On the way forward, the FirsBank official said: “Businesses should look into non-oil export. We have seen a surge in the non-oil export, but the concentration has been on the agriculture. I think that businesses should be more deliberate and intentional about focusing more on non-oil export.
“The body language is that we are not going to be seeing as much supplies from monetary authority as we were seeing in the past. The generation of forex supply will then lie in the market because we are not likely to be seeing the CBN playing the major role that they played in the past in providing forex.
“Businesses now have to get their own source of forex, and one way to do that is to be more intentional and deliberate, focusing on export business. Not just for companies that are traditionally within the export business, but even for companies that are import dependent to look at export as a way of diversifying our businesses.”
According to Mrs. Abioye, available facts showed that the expectations for unifying the exchange rate market has not been met.
She said: “Of course, that is not to say that things will continue this way, because I am aware that a lot of dialogue is ongoing. There are lots of consultations with the CBN, and the markets.
“All layers of market participants, all options are being thrown open, to the CBN and everything is being reviewed. So, we expect that some further policy shift will have to occur for us to be able to unlock the liquidity within the forex market space.
“This outlook is based on the fact that if things continue this way, assuming there is no change in the current fundamentals that we are seeing now – in the structure of the market, then expect that the forex liquidity tightening will continue in near term, like end of this year before some of the other policies begin to shape.”
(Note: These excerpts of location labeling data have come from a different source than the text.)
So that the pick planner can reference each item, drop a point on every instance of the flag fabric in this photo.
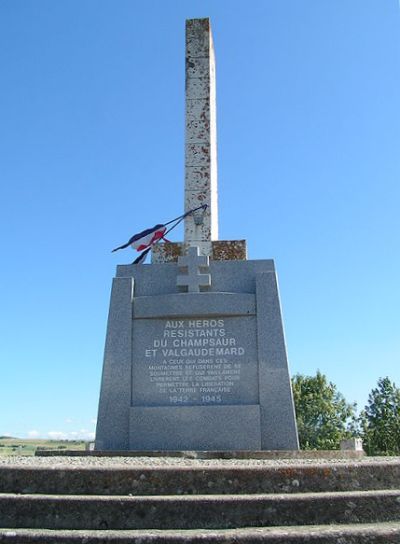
(142, 256)
(145, 239)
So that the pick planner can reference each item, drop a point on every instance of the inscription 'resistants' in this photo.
(193, 361)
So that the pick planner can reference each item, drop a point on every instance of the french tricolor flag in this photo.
(145, 239)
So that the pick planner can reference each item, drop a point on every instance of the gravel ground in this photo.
(155, 462)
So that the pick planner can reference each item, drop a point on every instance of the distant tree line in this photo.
(324, 417)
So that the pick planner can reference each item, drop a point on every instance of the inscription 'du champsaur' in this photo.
(197, 361)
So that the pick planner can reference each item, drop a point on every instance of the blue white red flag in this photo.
(145, 239)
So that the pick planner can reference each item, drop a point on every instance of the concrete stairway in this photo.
(353, 502)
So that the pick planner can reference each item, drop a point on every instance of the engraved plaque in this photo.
(194, 361)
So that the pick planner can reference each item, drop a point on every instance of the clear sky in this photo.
(91, 151)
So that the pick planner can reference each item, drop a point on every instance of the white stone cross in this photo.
(193, 280)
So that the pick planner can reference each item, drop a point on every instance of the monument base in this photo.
(196, 370)
(195, 427)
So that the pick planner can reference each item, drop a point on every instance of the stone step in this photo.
(198, 511)
(384, 533)
(200, 480)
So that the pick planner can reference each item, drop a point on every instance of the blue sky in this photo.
(91, 151)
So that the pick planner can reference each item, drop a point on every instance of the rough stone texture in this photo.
(200, 135)
(197, 511)
(196, 357)
(383, 533)
(221, 250)
(229, 250)
(157, 477)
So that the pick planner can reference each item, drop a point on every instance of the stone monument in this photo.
(195, 355)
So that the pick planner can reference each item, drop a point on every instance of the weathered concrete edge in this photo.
(377, 533)
(241, 454)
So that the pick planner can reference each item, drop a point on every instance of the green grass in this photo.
(20, 446)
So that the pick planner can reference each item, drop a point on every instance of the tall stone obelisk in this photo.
(201, 228)
(195, 355)
(200, 136)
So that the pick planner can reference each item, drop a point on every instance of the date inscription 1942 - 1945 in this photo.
(193, 361)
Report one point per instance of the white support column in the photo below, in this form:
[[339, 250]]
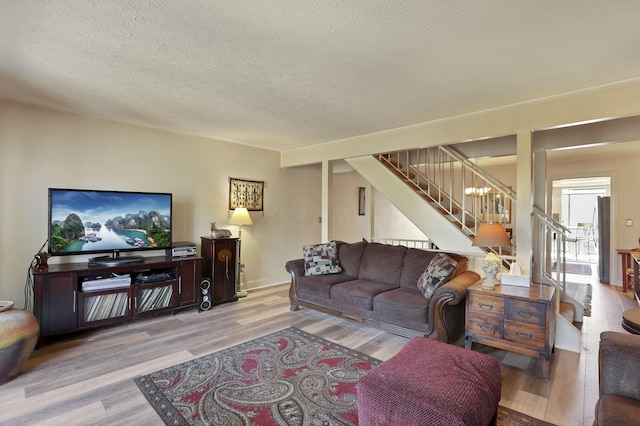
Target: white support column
[[524, 177], [327, 184]]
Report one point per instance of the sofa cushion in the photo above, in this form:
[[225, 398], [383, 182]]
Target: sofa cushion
[[320, 259], [317, 288], [401, 306], [358, 294], [440, 270], [350, 255], [414, 263], [382, 263]]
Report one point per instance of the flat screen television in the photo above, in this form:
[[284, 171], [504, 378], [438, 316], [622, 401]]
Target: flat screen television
[[108, 222]]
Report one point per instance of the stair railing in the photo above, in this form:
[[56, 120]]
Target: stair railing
[[462, 191], [549, 247]]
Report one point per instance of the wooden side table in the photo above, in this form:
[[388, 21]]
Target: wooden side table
[[627, 269], [516, 319]]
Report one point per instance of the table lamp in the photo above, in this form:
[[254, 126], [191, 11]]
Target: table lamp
[[491, 235], [240, 217]]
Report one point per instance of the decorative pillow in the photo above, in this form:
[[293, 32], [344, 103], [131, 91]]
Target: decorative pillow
[[439, 271], [320, 259]]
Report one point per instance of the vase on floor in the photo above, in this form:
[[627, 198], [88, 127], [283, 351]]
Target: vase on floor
[[19, 331]]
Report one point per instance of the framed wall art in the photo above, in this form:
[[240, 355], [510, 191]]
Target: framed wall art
[[361, 201], [246, 193]]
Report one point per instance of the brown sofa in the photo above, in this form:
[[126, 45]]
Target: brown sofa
[[619, 375], [377, 285]]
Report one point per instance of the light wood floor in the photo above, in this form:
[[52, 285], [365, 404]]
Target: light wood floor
[[86, 379]]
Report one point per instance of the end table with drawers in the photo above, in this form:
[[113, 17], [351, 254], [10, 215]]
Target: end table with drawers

She said that within the monetary space, there is nothing to be done, except within the fiscal space that the economic managers have opportunity to effect major change in the direction of the market. However, such fiscal options are not likely to be realized between now and end of the year.
“Most likely forex liquidity will continue to be tight, exchange rate divergence will continue to widen, and could even widen further from where it is now.
“The reason I said it could widen further is because by the time we get to the deadline for school fees payment, and panic buying sets in, and there is no further supply on the other side of the market, there will be so much panic and the rates are likely to go up.”
Continuing, she said that as at the weekend, the rate at the parallel market was at N955/$ for cash.
“For transfer, it is higher than that. It is about N960,” Mrs. Abioye said.
Urging the authorities to focus more on non-agric side of exports, she said: “There are a lot going on in the solid minerals sector.
“There is also need for import substitution for things that we can produce locally. We should be more deliberate about that.”
“In the interim, we also encourage businesses to buy available forex. There is not much out there, but whatever is left, let us try as much as possible to buy them up to close up on our obligations.”
Founder/Chief Consultant of B. Adedipe Associates Limited, Dr. ‘Biodun Adedipe, said an organisation should have the ability to access quickly new funds, either to take advantage of an emerging opportunity in its market or to survive/stabilise during a crisis or major shock in its operating environment.
Adedipe, who spoke on “Policy shifts and disruptions- what, why and implications” advised business owners to be nimble, agile and responsive to the changing business environment, including the challenge of naira depreciation, petrol subsidy removal, taxation, among others.